Jenny departed to rouse Goose Gibbie out of his slumbers, to which he was usually consigned at sundown, or shortly after, he keeping the hours of the birds under his charge. During her absence, Edith took her writing materials, and prepared against her return the following letter, superscribed, For the hands of Major Bellenden of Charnwood, my much honoured uncle, These: “My dear Uncle—This will serve to inform you I am desirous to know how your gout is, as we did not see you at the wappen-schaw, which made both my grandmother and myself very uneasy. And if it will permit you to travel, we shall be happy to see you at our poor house to-morrow at the hour of breakfast, as Colonel Grahame of Claverhouse is to pass this way on his march, and we would willingly have your assistance to receive and entertain a military man of such distinction, who, probably, will not be much delighted with the company of women. Also, my dear uncle, I pray you to let Mrs Carefor’t, your housekeeper, send me my double-trimmed paduasoy with the hanging sleeves, which she will find in the third drawer of the walnut press in the green room, which you are so kind as to call mine. Also, my dear uncle, I pray you to send me the second volume of the Grand Cyrus, as I have only read as far as the imprisonment of Philidaspes upon the seven hundredth and thirty-third page; but, above all, I entreat you to come to us to-morrow before eight of the clock, which, as your pacing nag is so good, you may well do without rising before your usual hour. So, praying to God to preserve your health, I rest your dutiful and loving niece,
“Edith Bellenden.
“Postscriptum. A party of soldiers have last night brought your friend, young Mr Henry Morton of Milnwood, hither as a prisoner. I conclude you will be sorry for the young gentleman, and, therefore, let you know this, in case you may think of speaking to Colonel Grahame in his behalf. I have not mentioned his name to my grandmother, knowing her prejudice against the family.”
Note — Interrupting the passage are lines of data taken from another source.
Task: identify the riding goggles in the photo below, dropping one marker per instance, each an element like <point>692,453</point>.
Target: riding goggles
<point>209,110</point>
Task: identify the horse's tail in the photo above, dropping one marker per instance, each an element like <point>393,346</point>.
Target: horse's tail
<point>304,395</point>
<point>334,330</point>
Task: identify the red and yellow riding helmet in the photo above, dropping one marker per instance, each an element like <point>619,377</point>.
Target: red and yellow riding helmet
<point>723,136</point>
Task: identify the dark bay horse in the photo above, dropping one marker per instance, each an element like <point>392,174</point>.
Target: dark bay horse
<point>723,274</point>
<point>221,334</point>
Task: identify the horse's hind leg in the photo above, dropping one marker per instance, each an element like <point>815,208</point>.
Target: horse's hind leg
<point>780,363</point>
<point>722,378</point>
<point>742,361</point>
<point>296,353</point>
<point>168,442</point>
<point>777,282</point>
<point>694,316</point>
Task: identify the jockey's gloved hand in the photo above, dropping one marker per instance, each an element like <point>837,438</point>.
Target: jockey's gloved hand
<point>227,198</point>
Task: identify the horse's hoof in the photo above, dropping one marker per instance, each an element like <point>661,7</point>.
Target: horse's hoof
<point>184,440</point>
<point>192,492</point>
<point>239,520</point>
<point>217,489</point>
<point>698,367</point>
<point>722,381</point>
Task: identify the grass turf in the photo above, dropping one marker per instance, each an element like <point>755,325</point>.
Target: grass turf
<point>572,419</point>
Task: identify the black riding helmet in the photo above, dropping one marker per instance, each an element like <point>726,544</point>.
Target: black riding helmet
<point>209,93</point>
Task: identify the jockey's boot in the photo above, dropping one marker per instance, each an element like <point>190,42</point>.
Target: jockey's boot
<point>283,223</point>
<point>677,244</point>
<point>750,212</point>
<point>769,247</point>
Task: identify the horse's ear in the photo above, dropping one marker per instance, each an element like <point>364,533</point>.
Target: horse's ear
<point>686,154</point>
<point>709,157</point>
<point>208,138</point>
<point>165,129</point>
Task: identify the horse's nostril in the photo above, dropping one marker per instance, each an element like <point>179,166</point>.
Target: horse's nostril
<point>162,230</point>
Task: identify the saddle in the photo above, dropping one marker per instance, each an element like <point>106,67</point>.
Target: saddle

This epistle being duly sealed and delivered to Jenny, that faithful confidant hastened to put the same in the charge of Goose Gibbie, whom she found in readiness to start from the castle. She then gave him various instructions touching the road, which she apprehended he was likely to mistake, not having travelled it above five or six times, and possessing only the same slender proportion of memory as of judgment. Lastly, she smuggled him out of the garrison through the pantry window into the branchy yew-tree which grew close beside it, and had the satisfaction to see him reach the bottom in safety, and take the right turn at the commencement of his journey. She then returned to persuade her young mistress to go to bed, and to lull her to rest, if possible, with assurances of Gibbie’s success in his embassy, only qualified by a passing regret that the trusty Cuddie, with whom the commission might have been more safely reposed, was no longer within reach of serving her.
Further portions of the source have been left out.